In the arena of contemporary art, during the past decade, we were able to witness the stimulating and very significant discourse, both academic and public, concerning the position and perspectives of the engaging phenomenon of street art. While the discourse continues, we are asking ourselves the questions concerning the field of popular culture, artist’s identities and new aesthetics which is coming to life through various forms of artistic expression. It is inevitable that this kind of situation would bring young and talented artists to the surface of the discussion. It would seem that the question which appears as the constant in this never-ending story shows itself as follows: Are we talking about art or the hype transpired by the nature of popular culture?
It’s Bambi’s turn to face the reality of the aforementioned question. But, first thing’s first: Who is Bambi? There have been rumors that Bambi was once a successful recording artist. In this regard, gossips referring to singers Paloma Faith or M.I.A, as well as Adele and Geri Halliwell have been appearing in the realm of social media recently. Still, the artist from London, already referred to by the media as female Banksy, keeps her identity hidden. According to her recent statement, anonymity is rooted in two important stances – security and creative freedom. She went on to say that there seems to be a great divide between the “dirty and smelly” process of art making and the spaces where art is being shown. Perhaps it could be argued that the artist herself has become aware of the possible dual nature of her artwork – one part of it, which is born in the public urban space and, the other, which has come to be the integral part of not only the international market, but more importantly the vastness of popular culture. Therefore, let us return to the question at hand. Perhaps the answer could be hidden somewhere between the notions of rebellion and stardom
Why would this constitute an important duality? If the market value of pieces created by street artists reaches high prices, doesn’t that mean that the social commentary of artwork can find its way to a broader audience? After all, Bambi is an artist who draws inspiration from the popular culture. This is the realm where Bambi wants her voice to be heard. Bambi has built her reputation on celebrity homage as well as the socially and culturally significant pieces. After all, the rebellious nature of street art reflected in the creative process which involves lawbreaking, as well as the symbolic resistance directed to the notions of mainstream is very much present in the work of Bambi. In this regard, perhaps Bambi’s practice isn’t that much different than that of Banksy. Is this the inevitable path for a successful street artist – from rebellion to the pop culture adoration?
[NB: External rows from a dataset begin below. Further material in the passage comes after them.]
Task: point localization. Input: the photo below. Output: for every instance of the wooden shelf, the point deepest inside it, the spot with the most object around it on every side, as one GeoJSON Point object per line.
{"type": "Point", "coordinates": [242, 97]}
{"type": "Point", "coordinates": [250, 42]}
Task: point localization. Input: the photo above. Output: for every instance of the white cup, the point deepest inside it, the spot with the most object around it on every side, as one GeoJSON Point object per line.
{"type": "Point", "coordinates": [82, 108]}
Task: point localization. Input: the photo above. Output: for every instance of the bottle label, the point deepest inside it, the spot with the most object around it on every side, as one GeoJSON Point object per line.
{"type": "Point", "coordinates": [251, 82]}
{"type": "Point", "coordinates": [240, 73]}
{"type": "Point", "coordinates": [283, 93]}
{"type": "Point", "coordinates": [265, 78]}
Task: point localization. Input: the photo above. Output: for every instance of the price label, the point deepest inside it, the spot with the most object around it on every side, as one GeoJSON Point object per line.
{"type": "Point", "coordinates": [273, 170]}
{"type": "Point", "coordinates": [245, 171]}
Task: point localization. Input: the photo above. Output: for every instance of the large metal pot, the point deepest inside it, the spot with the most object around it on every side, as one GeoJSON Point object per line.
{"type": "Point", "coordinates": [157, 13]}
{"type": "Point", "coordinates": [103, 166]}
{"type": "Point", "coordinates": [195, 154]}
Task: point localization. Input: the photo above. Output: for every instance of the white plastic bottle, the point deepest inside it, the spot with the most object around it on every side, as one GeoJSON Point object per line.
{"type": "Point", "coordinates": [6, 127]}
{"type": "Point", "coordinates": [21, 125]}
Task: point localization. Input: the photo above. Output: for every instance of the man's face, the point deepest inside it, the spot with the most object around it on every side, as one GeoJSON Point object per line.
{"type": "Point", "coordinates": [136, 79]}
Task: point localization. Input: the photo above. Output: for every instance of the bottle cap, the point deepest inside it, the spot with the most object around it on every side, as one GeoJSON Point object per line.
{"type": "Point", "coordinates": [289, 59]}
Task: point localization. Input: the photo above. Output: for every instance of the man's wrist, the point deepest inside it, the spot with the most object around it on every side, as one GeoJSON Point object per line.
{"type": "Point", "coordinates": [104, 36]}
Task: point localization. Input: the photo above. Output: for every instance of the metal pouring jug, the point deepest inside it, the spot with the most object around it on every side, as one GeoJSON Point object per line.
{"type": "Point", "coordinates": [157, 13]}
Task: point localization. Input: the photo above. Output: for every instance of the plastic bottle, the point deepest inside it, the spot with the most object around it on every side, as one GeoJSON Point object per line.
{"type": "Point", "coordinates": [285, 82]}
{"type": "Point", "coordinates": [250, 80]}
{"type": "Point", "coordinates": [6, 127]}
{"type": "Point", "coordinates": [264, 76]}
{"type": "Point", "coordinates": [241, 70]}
Bambi’s piece from 2010, titled Hero to Zero, depicting an aggressive young man with a chained dog resonates a strong sentiment which refers to an ex-British soldier who had become mentally unstable after the return from war-torn Afghanistan. The piece called Rude Pope brings to light an equally intriguing and, in a way distressful, contemporary social commentary. Also, it could be argued that some of her artwork which pays tribute to different celebrities actually constitutes a deeper interaction which she aspires to achieve with popular culture. It is certain, however, that the I Wish piece, which depicts a little girl and a list of wishes, resonates a greatly personal message wrapped in straightforward symbolism.
On the other hand, Bambi has become a sought after artist among celebrities. It was, in fact, the moment when Kanye West presented the Perfect B*tch piece to his bride to be, which depicted Kim Kardashian, when Bambi became a global pop phenomenon. Soon enough, other commissions were coming her way, including the portrait commissioned by actress Michell Rodriguez for her then girlfriend as well as portraits commissioned by Brad Pitt. Her artwork was bought by Robbie Williams in 2012 and the list of celebrities who are fans of Bambi also includes Adele and Harry Styles of One direction, to name a few.
This is the question that comes to life not only in the presence of Bambi, but street artists around the world: Are we coming to a point when street art’s energy is beginning to fade away? If it is up to the judgment of the author of these lines, the answer would indubitably be No. After all, we have argued many a times here that street art is more than a movement, more than a subversive culture and that it will probably continue to exist for years to come… However, there is the issue that has been proven so many times by the power of historic discourses: movements tend to reach a critical point, after which they transform or become artifacts of the times gone by… Perhaps the story of Bambi has once again brought to the spotlight the fear of the great tidal wave of popular culture overwhelming the potential which resides in the phenomenon of street art. Is this a justifiable fear? What is next for street art?